Posets, Tensor Products and Schur positivity

TL;DR

This paper introduces a new preorder on tuples of dominant weights related to Lie algebras, demonstrating how tensor product dimensions and characters behave along this order, with special cases showing Schur positivity.

Contribution

It defines a novel preorder on weight tuples, characterizes its structure in special cases, and links it to tensor product dimensions and Schur positivity for Lie algebra modules.

Findings

The poset of weight tuples coincides with S_k-orbits in specific cases.

Tensor product dimensions increase along the partial order.

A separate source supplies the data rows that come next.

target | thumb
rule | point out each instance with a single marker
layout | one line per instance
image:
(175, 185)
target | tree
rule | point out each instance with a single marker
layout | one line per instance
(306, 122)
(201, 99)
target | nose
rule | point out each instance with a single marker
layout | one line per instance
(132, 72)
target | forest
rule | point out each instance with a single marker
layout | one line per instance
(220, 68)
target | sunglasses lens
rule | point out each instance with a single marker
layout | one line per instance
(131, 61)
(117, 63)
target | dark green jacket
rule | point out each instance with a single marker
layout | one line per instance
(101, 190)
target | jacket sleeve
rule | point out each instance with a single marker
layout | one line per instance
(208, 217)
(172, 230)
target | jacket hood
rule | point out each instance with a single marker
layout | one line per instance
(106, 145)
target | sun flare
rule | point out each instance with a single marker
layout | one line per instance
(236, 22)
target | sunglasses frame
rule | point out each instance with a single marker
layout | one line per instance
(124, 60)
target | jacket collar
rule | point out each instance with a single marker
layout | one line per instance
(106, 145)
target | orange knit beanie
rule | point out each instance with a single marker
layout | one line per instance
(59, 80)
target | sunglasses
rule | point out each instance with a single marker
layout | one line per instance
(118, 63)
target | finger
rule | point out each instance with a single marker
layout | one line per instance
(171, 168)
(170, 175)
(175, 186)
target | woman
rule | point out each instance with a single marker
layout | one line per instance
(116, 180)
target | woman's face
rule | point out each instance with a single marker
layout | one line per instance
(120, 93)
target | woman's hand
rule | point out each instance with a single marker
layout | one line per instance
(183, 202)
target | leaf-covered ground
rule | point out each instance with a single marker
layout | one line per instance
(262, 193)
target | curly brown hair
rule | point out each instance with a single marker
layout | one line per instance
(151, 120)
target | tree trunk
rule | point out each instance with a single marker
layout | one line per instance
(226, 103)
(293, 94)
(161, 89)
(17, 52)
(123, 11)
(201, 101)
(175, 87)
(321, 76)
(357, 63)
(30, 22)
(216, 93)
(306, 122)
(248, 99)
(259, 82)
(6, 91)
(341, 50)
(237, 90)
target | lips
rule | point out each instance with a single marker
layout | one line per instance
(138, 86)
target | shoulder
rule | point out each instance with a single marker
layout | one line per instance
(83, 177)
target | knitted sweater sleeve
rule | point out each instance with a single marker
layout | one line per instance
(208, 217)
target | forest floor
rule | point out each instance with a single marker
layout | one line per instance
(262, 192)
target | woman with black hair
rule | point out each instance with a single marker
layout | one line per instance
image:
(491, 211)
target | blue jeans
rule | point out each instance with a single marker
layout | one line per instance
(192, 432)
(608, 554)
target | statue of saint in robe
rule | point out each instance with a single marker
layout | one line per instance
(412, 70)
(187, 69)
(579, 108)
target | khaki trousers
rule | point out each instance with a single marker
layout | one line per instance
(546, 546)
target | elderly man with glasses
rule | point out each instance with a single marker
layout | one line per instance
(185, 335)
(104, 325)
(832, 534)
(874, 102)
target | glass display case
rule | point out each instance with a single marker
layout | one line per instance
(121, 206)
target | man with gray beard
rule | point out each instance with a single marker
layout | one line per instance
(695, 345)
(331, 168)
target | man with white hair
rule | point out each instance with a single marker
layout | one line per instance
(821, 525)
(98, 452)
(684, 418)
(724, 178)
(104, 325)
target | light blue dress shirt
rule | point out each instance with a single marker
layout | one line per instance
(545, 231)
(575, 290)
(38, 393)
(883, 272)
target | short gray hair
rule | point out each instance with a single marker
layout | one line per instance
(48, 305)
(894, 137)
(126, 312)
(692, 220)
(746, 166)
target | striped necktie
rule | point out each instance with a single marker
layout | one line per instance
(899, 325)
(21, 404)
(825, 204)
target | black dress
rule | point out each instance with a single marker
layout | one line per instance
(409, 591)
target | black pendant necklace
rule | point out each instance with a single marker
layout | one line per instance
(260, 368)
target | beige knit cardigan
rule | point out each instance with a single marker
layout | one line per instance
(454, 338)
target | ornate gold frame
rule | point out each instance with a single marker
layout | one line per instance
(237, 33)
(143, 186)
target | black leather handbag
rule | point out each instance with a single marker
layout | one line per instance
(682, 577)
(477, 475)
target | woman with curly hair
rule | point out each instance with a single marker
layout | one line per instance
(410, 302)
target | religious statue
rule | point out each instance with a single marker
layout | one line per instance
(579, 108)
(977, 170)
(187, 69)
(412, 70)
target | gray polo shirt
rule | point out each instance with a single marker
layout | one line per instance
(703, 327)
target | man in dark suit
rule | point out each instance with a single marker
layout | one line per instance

Differences of characters are Schur positive in certain cases.

Abstract

Let g be a complex finite-dimensional simple Lie algebra. Given a positive integer k and a dominant weight \lambda, we define a preorder on the set $P(\lambda, k)$ of k-tuples of dominant weights which add up to \lambda. Let $P(\lambda, k)/\sim$ be the corresponding poset of equivalence classes defined by the preorder. We show that if \lambda is a multiple of a fundamental weight (and k is general) or if k=2 (and \lambda is general), then $P(\lambda, k)/\sim$ coincides with the set of S_k-orbits in $P(\lambda,k)$, where S_k acts on $P(\lambda, k)$ as the permutations of components. If g is of type A_n and k=2, we show that the S_2-orbit of the row shuffle defined by Fomin et al is the unique maximal element in the poset. Given an element of $P(\lambda, k)$, consider the tensor product of the corresponding simple finite-dimensional g-modules. We show that (for general g, \lambda, and k) the dimension of this tensor product increases along with the partial order. We also show that in the case when \lambda is a multiple of a fundamental minuscule weight (g and k are general) or if g is of type A_2 and k=2 (\lambda is general), there exists an inclusion of tensor products of g-modules along with the partial order. In particular, if g is of type A_n, this means that the difference of the characters is Schur positive.